Il retrouve sa soeur Martha à la réalisation pour Chromophobia où il partage de nouveau l'affiche avec Kristin Scott Thomas. Il prête sa voix à l'adaptation de Wallace et Gromit : le mystère du loup-garou. Il est le personnage maléfique ultime à partir du quatrième volet de la saga Harry Potter (Harry Potter et la coupe de feu, Harry Potter et l'ordre du Phénix). Il parvient à être crédible, même sous le masque étrange de Voldemort. Il retrouve un registre plus classique dans La Comtesse Blanche de James Ivory où il est un ancien diplomate devenu aveugle, amoureux d'une comtesse russe déchue dans le Shanghai des années 30. La sobriété et la justesse de l'acteur sont une fois de plus remarquables. Il forme un beau duo avec Natasha Richardson, dans une forme très académique, dernière production de l'admirable tandem Ivory/ Merchant (à l'origine de grands films comme les Vestiges du jour et Retour à Howards end).

Il rencontre Colin Farrell, tueur réfugié en Belgique après un coup qui a mal tourné dans le sympathique Bons baisers de Bruges. Ralph Fiennes confirme son éclectisme. Dans The Duchess, il oppose son austérité à la vitalité de Keira Knightley. Il retrouvera prochainement Kathrin Bigelow dans Hurt Locker, dans l'adaptation du roman Le liseur que réalisera Stephen Daldry. Il sera de nouveau Lord Voldemort dans Harry Potter et les Reliques de la Mort.

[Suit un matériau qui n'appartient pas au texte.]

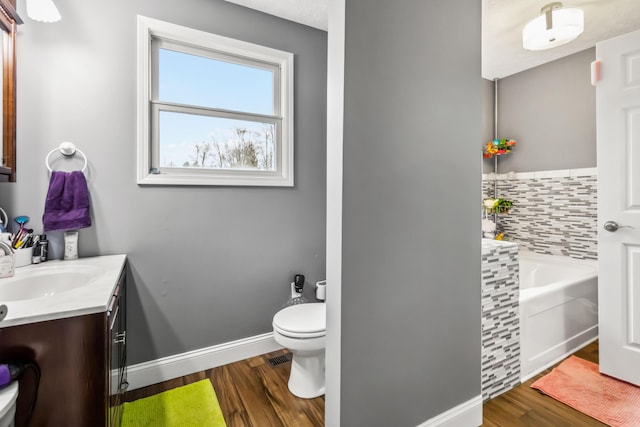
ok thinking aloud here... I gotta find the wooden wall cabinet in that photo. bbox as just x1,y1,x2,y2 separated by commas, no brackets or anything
0,265,127,426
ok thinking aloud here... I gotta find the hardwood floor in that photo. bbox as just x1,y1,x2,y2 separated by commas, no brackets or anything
125,341,605,427
123,349,324,427
483,340,606,426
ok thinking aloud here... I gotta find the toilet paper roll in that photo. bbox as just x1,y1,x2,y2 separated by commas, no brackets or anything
316,280,326,301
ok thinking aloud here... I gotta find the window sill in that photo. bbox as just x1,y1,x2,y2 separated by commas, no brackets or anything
137,168,294,187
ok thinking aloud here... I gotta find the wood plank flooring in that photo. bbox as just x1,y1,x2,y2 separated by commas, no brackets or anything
125,341,606,426
483,340,605,426
123,349,324,427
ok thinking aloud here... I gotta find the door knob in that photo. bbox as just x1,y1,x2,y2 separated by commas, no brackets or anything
604,221,634,232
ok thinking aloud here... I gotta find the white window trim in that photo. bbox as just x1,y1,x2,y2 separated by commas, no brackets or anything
136,15,294,186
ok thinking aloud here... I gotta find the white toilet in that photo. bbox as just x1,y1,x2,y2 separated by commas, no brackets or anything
0,382,18,427
272,303,326,399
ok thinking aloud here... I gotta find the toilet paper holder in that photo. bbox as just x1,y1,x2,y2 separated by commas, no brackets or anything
315,280,326,301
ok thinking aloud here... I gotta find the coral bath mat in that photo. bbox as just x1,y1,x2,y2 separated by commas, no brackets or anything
531,356,640,427
122,379,227,427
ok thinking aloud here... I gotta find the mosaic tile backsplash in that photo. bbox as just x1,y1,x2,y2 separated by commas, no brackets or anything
483,170,597,260
481,239,520,401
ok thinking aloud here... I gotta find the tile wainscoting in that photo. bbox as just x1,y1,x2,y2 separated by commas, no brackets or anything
482,168,597,260
481,239,520,401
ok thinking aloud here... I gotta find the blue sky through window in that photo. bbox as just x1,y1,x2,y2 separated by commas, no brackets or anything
157,48,276,170
158,48,273,114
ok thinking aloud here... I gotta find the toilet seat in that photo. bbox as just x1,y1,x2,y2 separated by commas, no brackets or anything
273,303,326,339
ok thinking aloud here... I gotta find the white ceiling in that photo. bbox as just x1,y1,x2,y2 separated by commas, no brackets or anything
224,0,640,80
483,0,640,79
224,0,328,31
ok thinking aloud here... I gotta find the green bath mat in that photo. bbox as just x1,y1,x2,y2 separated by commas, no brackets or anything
122,379,227,427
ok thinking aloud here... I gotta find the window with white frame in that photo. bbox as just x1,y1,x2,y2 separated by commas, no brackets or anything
137,16,294,186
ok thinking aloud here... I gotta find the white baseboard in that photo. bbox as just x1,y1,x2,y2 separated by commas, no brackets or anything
124,332,283,390
416,395,483,427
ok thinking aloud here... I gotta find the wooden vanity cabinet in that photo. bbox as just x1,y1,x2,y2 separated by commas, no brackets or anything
108,270,127,426
0,265,127,427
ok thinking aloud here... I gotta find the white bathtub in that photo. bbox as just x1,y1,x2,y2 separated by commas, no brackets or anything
519,251,598,381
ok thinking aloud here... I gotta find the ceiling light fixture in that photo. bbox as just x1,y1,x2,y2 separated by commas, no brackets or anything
522,2,583,51
26,0,61,23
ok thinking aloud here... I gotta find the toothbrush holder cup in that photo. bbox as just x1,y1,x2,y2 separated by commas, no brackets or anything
14,247,32,268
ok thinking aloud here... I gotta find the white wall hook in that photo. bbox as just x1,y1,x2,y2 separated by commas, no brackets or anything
59,141,77,156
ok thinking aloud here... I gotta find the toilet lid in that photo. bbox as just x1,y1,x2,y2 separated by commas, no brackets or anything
273,303,326,337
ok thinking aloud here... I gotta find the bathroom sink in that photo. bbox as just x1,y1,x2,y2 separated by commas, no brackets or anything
0,265,99,301
0,254,127,329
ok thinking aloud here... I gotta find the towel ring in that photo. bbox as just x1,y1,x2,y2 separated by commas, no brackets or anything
45,142,88,173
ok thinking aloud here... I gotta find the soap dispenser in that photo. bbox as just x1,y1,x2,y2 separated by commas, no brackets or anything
64,231,78,260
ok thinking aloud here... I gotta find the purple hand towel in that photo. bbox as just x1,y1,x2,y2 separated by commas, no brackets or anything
43,171,92,232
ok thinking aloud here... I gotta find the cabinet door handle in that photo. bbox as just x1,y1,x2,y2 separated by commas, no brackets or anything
113,331,126,345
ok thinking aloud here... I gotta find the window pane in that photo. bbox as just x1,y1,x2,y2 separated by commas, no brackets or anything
158,48,274,115
159,111,276,171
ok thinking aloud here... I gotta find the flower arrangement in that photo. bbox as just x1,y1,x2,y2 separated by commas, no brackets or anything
483,138,516,158
483,198,513,215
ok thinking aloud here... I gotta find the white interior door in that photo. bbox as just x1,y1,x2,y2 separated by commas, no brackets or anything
597,28,640,386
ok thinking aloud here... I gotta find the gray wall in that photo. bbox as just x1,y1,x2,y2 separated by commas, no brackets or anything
482,78,495,155
0,0,327,364
483,48,596,173
340,1,481,425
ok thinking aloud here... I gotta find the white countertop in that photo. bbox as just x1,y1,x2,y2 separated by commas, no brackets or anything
0,254,127,328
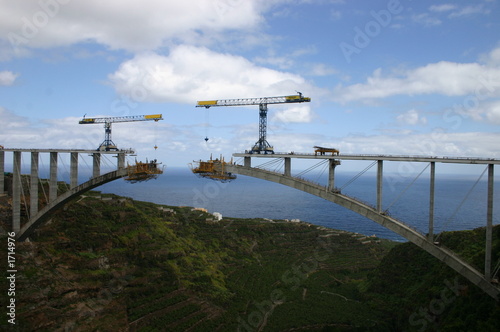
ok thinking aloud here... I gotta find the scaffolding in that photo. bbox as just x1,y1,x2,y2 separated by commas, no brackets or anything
125,159,164,183
189,156,236,182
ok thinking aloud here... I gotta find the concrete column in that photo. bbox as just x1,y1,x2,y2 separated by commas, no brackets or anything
485,164,494,280
49,152,58,202
328,159,340,192
117,152,125,170
70,152,78,189
0,150,5,195
30,152,39,217
377,160,383,212
244,156,251,168
93,153,101,178
428,162,435,242
12,151,21,233
284,157,291,176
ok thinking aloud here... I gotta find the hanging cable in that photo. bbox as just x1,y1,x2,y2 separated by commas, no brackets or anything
384,163,430,213
255,158,283,170
296,159,329,178
204,108,210,143
492,258,500,280
58,154,71,193
154,119,159,151
315,159,331,183
435,165,488,241
81,154,93,179
340,160,378,191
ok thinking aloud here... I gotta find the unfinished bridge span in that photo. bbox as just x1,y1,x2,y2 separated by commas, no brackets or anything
1,148,162,242
222,152,500,300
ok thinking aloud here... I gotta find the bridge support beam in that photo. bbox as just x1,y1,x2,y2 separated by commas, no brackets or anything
93,153,101,178
0,150,5,195
485,164,494,280
428,162,435,242
284,157,291,176
12,151,21,233
377,160,383,212
50,152,58,202
30,152,39,217
70,152,78,189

Ralph Fiennes n'a jamais incarné un rôle au premier degré. Ce maître de l'ambiguïté parvient toujours à faire comprendre ses motivations. Il confère à chaque personnage sa part de ténèbres. Cette finesse le rend indubitablement fascinant. Il ne se limite jamais à une seule dimension. Sans cesse, il parvient à surprendre, à s'éclairer d'une lumière inattendue. On dit souvent d'un acteur qu'il peut tout jouer. Plus rarement, un comédien apporte une sensibilité particulière à ses prestations, une prestance unique. Ralph Fiennes est de ceux là.